Nothing says Christmas like Bruce Willis crawling around in ventilation ducts hunting terrorists. Die Hard is a yippie-ki-yay Yuletide fable with all the classic elements of a Christmas movie. Inexplicably, a majority of Americans don’t see it this way.
In 2015, Raleigh, NC, based polling outfit PPP found that just 13% of Americans thought Die Hard was a Christmas movie, while 62% thought it was not. I presume the remaining 25% hung up in disgust at the absurd suggestion that Die Hard is anything other than a holiday classic. It is high time to put this matter to rest. Of course Die Hard is a Christmas movie. Don’t be ridiculous.
Die Hard takes place on Christmas Eve at a Christmas party, and features a plot that is timeless Christmas movie fare: the story or an intrepid hero who overcomes adversity to save Christmas and reconnect with what is truly important.
In Rudolph the Red-nosed Reindeer, Rudolph must save his girlfriend, Clarice. In Die Hard, Bruce Willis’ John McClane must save his wife. Rudolph battles the abominable snow monster, McClane battles abominable terrorists. Rudolph gets hit in the head by a stalactite, John McClane walks barefoot across broken glass. See? Same.
A grinch character is also a common theme in Christmas movies. Who could be more Grinch-like than Alan Rickman’s Hans Gruber, the terrorist villain of Die Hard? In The Grinch Who Stole Christmas, The Grinch wants to steal Christmas cheer; in Die Hard, Gruber wants to steal Christmas cheer too — in the form of several hundred million dollars. In both movies, the bad guy character is forever changed. The Grinch’s heart grew ten sizes that day; in Die Hard, Gruber fell out of a window…well, close enough.
Like many Christmas movies, Die Hard is, at its core, a tale about a protagonist who forgets what is really important, only to find it again in the end. In the beginning of the film, McClane’s petty resentments about his wife’s career ambitions have estranged him from the people he cares for most, his wife and daughter.

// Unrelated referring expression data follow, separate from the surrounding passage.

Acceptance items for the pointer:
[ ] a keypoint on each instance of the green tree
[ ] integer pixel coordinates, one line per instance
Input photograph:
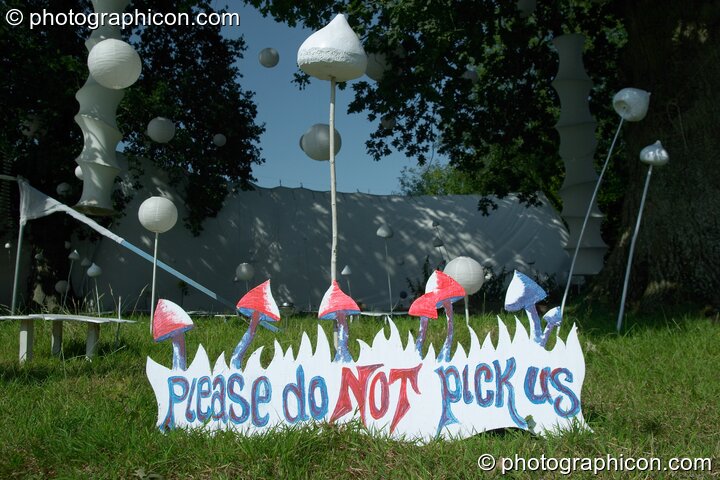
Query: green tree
(189, 75)
(499, 129)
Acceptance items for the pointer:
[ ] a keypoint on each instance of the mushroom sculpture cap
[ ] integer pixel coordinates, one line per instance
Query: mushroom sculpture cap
(334, 51)
(444, 287)
(424, 306)
(260, 300)
(522, 292)
(335, 301)
(553, 316)
(169, 320)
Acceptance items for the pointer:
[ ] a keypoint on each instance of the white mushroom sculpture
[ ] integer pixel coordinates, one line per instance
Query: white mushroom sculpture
(333, 53)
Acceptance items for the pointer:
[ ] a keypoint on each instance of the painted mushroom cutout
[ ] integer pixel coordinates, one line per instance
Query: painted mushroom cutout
(171, 321)
(259, 305)
(522, 294)
(336, 305)
(553, 319)
(447, 291)
(425, 307)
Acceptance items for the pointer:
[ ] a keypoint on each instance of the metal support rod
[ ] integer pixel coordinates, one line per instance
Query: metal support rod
(632, 250)
(152, 290)
(17, 269)
(587, 216)
(387, 269)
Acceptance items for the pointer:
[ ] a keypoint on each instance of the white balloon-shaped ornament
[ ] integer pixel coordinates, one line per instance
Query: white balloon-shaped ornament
(161, 129)
(316, 142)
(244, 272)
(631, 104)
(654, 155)
(157, 214)
(334, 51)
(268, 57)
(219, 140)
(114, 64)
(94, 271)
(467, 272)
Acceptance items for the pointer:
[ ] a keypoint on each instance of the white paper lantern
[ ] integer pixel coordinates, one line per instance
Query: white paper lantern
(161, 129)
(244, 272)
(157, 214)
(467, 272)
(654, 155)
(316, 142)
(219, 139)
(114, 64)
(268, 57)
(631, 104)
(62, 287)
(333, 52)
(63, 189)
(94, 271)
(384, 232)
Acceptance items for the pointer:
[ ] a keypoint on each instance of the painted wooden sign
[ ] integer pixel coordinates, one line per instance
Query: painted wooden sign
(391, 388)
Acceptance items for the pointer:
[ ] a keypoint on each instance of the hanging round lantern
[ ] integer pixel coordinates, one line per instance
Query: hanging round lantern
(467, 272)
(219, 139)
(63, 189)
(316, 142)
(157, 214)
(114, 64)
(384, 232)
(268, 57)
(161, 129)
(631, 104)
(94, 271)
(62, 287)
(244, 272)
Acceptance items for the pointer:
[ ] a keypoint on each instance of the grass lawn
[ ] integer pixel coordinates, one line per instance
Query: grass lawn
(652, 392)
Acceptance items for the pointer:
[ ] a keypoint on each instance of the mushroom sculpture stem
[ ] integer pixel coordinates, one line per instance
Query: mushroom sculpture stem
(421, 335)
(245, 341)
(553, 317)
(342, 354)
(447, 346)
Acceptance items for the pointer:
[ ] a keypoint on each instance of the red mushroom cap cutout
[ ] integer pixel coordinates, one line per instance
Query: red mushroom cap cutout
(444, 287)
(260, 300)
(424, 306)
(169, 320)
(335, 301)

As Drew Taylor writes for Moviefone, “during the course of the movie, McClane is transformed. When he emerges, bloodied and burnt, at the end of the movie, his wife can barely recognize him. And how does she address him? ‘Jesus Christ,’ the kid whose birth we’re ostensibly celebrating on Christmas Day.”
I rest my case.
In classic Christmas movie style, John McClane fights through adversity to find the true meaning of Christmas: family, selflessness, and love. In the end, McClane and his wife are reconciled and he’s determined to be the great dad we always knew he could be. In the final scene, we see McClane and wife kissing, framed by shreds of paper falling gently around them like snowflakes. The strains of “Let It Snow” fade in, and Christmas is saved.